2013年地方・連邦議会法案およびアンチ腐敗法案に対して大統領は文言の修正を公開文書という形で要求したが、議会はそのほぼすべてを拒否し、7月末にその法案を通過させた。議員連盟では大統領の声明文を精査し、政府は立法と司法の行使に影響力を及ぼそうとしていると結論付け、同連盟の委員長は8月22日に議会でこれを説明した。そしてこれらの法案は議会を通過し、あとは憲法裁判所で合憲か否かを判定することになっている。

そして、大統領の声明文は憲法に違反し、不適切であると釘を刺し、議会は常に国民の利益を最優先に考慮し、それが憲法上許されるかどうかを判断した上で法案の採決を図っていると語った。

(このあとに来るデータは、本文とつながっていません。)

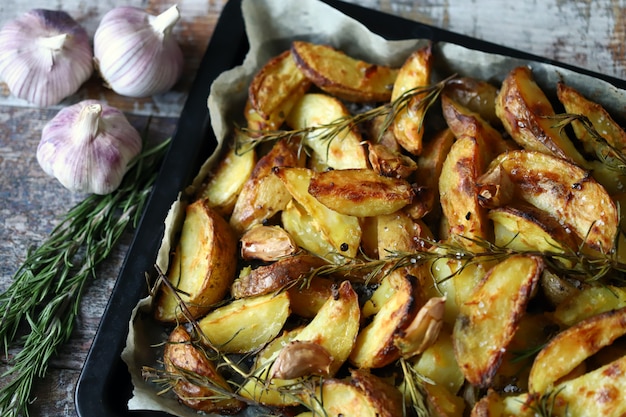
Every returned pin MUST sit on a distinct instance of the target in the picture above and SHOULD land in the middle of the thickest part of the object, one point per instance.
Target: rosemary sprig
(328, 132)
(46, 290)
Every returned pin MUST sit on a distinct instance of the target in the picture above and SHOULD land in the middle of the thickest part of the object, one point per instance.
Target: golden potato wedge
(478, 96)
(466, 218)
(526, 228)
(246, 324)
(335, 147)
(464, 122)
(307, 233)
(308, 299)
(572, 346)
(566, 192)
(203, 266)
(438, 364)
(210, 393)
(267, 243)
(227, 180)
(525, 110)
(342, 231)
(488, 320)
(429, 165)
(360, 192)
(575, 103)
(390, 163)
(263, 195)
(362, 394)
(375, 344)
(341, 75)
(588, 301)
(276, 87)
(275, 276)
(408, 123)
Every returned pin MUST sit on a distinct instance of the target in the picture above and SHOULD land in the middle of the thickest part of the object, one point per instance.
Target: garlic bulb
(136, 53)
(87, 147)
(45, 56)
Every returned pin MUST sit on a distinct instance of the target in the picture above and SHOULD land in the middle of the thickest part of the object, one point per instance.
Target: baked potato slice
(263, 194)
(203, 266)
(334, 147)
(375, 345)
(247, 324)
(429, 165)
(408, 123)
(275, 276)
(361, 394)
(565, 191)
(342, 231)
(525, 112)
(465, 217)
(572, 346)
(360, 192)
(341, 75)
(276, 87)
(488, 320)
(207, 390)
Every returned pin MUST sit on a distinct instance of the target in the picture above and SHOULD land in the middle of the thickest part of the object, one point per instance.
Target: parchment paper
(271, 25)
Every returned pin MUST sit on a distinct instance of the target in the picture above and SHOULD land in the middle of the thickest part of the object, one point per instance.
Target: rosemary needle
(46, 289)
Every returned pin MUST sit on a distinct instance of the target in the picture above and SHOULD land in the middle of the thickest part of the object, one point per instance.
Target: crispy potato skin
(180, 354)
(341, 75)
(203, 266)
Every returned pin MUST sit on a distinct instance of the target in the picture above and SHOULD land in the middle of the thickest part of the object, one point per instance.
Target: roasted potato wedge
(525, 112)
(360, 192)
(604, 125)
(211, 393)
(572, 346)
(263, 195)
(275, 276)
(267, 243)
(247, 324)
(362, 394)
(466, 218)
(565, 191)
(476, 95)
(276, 87)
(343, 76)
(342, 231)
(408, 123)
(203, 266)
(227, 180)
(335, 147)
(375, 345)
(488, 320)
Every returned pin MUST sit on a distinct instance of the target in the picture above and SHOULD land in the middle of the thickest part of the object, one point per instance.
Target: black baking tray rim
(104, 385)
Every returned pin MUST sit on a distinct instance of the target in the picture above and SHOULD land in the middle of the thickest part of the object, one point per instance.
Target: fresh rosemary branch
(329, 131)
(46, 289)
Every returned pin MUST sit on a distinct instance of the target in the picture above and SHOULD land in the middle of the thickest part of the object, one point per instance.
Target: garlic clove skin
(88, 146)
(45, 56)
(136, 53)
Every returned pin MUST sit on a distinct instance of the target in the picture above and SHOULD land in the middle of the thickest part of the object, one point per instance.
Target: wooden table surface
(586, 33)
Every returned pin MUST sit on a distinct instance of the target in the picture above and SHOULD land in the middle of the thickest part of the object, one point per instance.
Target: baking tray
(104, 385)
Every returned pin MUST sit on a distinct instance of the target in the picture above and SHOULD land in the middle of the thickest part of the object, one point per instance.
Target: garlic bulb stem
(164, 22)
(54, 43)
(88, 123)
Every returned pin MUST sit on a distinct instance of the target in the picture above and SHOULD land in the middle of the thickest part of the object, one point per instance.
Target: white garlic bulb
(88, 146)
(45, 56)
(136, 52)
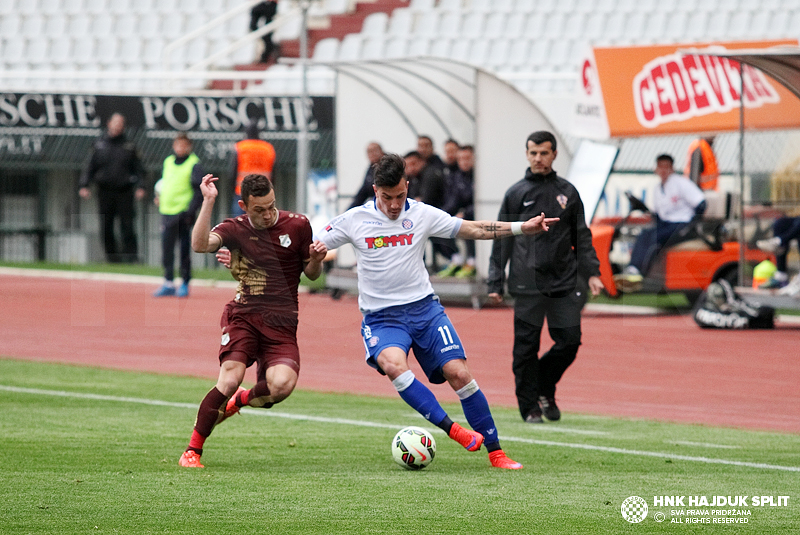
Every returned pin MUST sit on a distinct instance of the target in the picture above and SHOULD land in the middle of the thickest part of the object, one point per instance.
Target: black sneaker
(534, 417)
(549, 408)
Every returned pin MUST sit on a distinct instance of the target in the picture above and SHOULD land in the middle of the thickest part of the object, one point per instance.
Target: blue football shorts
(422, 326)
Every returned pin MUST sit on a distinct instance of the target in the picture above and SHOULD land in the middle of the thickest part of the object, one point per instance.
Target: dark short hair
(540, 137)
(665, 157)
(251, 129)
(255, 185)
(389, 171)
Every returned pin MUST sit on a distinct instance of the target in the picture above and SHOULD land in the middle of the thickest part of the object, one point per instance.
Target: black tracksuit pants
(114, 203)
(536, 376)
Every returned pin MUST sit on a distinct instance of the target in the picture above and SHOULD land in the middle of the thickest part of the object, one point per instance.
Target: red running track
(657, 367)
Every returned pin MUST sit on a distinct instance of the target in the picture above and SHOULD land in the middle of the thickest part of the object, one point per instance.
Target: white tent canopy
(392, 102)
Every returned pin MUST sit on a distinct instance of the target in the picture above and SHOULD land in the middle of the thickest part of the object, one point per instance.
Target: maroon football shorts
(263, 337)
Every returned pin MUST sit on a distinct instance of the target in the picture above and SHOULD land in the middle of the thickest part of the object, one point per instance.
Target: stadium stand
(531, 43)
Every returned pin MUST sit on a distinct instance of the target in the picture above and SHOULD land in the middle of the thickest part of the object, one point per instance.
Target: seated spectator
(459, 202)
(450, 156)
(426, 183)
(677, 203)
(425, 149)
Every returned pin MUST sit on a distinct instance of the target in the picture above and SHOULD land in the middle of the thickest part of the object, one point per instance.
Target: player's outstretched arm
(202, 239)
(313, 267)
(493, 230)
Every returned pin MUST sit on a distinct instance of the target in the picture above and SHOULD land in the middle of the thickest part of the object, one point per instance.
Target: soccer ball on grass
(413, 448)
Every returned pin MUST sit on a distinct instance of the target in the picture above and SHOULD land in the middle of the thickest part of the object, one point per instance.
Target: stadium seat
(95, 6)
(498, 54)
(372, 48)
(574, 24)
(534, 25)
(72, 7)
(125, 25)
(515, 26)
(426, 24)
(55, 25)
(450, 24)
(61, 50)
(150, 25)
(7, 7)
(32, 25)
(396, 47)
(479, 52)
(496, 25)
(519, 53)
(326, 50)
(401, 22)
(337, 7)
(350, 49)
(420, 6)
(441, 47)
(739, 23)
(375, 24)
(419, 47)
(654, 27)
(83, 50)
(696, 27)
(778, 22)
(101, 24)
(473, 24)
(450, 5)
(460, 50)
(554, 25)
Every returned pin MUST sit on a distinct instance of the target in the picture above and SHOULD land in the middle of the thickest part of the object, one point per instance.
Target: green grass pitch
(85, 450)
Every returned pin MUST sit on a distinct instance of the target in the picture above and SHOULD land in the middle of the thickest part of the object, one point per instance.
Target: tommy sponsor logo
(676, 87)
(386, 241)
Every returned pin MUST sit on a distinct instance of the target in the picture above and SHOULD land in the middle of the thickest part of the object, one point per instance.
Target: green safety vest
(175, 186)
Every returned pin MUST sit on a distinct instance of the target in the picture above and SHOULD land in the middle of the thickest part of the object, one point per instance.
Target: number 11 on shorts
(444, 330)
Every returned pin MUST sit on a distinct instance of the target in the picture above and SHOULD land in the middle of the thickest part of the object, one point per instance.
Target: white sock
(404, 380)
(466, 391)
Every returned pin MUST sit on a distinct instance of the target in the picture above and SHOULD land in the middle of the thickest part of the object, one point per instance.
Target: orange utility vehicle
(690, 266)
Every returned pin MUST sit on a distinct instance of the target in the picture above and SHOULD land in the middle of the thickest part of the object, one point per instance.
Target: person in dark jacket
(116, 169)
(548, 278)
(261, 15)
(374, 154)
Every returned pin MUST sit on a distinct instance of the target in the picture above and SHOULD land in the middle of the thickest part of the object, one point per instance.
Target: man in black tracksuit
(549, 276)
(116, 169)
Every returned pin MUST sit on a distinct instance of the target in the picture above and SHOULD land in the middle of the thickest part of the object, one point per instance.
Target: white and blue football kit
(399, 307)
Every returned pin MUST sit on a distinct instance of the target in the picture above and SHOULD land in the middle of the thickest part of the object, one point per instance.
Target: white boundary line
(363, 423)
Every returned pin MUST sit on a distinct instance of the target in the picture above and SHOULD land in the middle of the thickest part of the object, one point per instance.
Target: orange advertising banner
(657, 90)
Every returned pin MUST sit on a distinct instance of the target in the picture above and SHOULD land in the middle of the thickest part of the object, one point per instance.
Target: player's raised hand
(318, 251)
(207, 187)
(538, 224)
(224, 257)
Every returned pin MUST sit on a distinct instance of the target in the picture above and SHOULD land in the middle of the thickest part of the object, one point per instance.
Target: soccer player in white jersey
(400, 309)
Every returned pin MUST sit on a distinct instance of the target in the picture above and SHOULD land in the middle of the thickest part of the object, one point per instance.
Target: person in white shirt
(677, 203)
(400, 309)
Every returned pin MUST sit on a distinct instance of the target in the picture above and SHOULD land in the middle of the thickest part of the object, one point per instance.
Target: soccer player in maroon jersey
(270, 248)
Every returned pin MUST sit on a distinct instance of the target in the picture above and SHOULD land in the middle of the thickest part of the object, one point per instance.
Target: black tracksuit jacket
(550, 263)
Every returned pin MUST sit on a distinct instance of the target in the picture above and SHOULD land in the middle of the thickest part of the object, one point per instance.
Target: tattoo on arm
(491, 227)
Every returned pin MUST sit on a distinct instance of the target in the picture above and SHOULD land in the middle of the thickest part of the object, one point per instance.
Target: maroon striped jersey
(267, 262)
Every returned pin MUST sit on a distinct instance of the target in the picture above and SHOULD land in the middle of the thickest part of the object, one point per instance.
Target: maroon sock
(211, 410)
(258, 396)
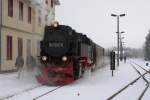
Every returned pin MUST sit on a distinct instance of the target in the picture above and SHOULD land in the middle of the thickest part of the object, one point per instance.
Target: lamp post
(118, 16)
(121, 48)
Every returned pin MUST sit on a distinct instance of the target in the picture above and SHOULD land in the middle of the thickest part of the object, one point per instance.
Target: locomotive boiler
(66, 54)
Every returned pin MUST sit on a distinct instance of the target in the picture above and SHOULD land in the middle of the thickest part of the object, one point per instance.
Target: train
(66, 55)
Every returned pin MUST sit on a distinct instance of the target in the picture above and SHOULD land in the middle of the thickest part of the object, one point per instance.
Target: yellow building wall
(20, 29)
(10, 64)
(14, 21)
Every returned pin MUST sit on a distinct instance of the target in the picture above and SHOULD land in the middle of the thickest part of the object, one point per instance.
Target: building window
(9, 47)
(29, 14)
(28, 47)
(52, 3)
(46, 18)
(20, 10)
(39, 17)
(46, 1)
(20, 46)
(38, 48)
(10, 8)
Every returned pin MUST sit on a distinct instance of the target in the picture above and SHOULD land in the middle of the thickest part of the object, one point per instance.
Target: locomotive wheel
(77, 70)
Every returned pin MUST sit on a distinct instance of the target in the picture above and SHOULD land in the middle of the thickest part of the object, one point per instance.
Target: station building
(21, 29)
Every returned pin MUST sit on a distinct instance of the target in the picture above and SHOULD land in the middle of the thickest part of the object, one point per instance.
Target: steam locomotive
(66, 54)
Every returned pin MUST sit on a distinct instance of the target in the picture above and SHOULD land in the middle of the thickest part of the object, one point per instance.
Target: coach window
(9, 47)
(38, 48)
(39, 17)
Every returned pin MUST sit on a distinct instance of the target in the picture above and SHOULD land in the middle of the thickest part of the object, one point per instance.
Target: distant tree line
(132, 52)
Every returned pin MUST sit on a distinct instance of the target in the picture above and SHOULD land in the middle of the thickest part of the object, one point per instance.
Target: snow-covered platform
(98, 85)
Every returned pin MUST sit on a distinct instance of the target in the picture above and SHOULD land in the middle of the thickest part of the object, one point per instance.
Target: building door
(20, 46)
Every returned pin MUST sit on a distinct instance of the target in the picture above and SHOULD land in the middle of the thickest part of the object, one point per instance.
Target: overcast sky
(93, 17)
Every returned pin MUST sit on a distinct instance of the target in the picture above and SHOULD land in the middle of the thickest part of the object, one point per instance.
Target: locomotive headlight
(64, 58)
(55, 24)
(44, 58)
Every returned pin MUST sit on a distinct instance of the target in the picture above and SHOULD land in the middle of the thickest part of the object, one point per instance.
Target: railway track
(134, 66)
(26, 90)
(48, 92)
(31, 89)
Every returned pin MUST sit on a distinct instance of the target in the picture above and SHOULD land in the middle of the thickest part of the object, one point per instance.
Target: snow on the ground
(97, 86)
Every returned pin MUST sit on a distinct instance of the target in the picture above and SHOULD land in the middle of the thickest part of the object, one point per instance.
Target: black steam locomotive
(66, 54)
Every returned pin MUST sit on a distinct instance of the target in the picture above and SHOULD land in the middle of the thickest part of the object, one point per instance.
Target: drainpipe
(0, 33)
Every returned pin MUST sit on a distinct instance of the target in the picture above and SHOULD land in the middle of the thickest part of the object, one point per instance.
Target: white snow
(98, 85)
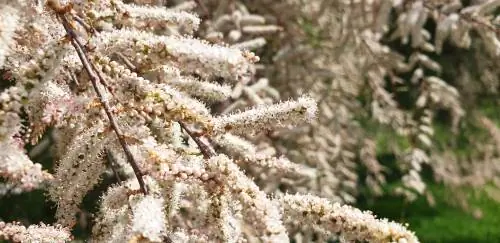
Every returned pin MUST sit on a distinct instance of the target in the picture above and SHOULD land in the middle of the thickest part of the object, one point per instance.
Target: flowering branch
(94, 78)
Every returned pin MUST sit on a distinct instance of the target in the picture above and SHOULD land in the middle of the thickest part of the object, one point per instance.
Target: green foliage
(444, 222)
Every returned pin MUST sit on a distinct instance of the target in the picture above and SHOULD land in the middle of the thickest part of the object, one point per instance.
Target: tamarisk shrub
(127, 83)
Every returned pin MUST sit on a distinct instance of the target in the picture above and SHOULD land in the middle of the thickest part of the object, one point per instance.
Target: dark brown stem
(205, 148)
(95, 79)
(127, 62)
(111, 160)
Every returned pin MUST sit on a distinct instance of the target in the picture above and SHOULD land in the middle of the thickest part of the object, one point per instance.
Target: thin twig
(95, 79)
(127, 62)
(205, 148)
(111, 160)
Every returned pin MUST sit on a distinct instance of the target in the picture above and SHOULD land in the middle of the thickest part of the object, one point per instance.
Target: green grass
(445, 222)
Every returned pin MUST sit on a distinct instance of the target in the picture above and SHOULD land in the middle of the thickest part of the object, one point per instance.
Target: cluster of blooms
(361, 66)
(120, 83)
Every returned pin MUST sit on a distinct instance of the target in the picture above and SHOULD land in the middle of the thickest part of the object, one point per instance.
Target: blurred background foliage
(463, 214)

大統領をはじめとして、これら議会筋の大物も、2011年の新政府発足前は制服組で筋金入りの軍人・将軍であった。しかし、世の中は変わり、国民の利益を最優先させるなど、今は“民主化”で草木もなびく時代になった。議会の未熟さ、大統領・大統領府・議会間でのぎごち無さは目に付くものの、着実にミャンマーは民主化に向かって一歩一歩前進しているさまをこのニュースは示している。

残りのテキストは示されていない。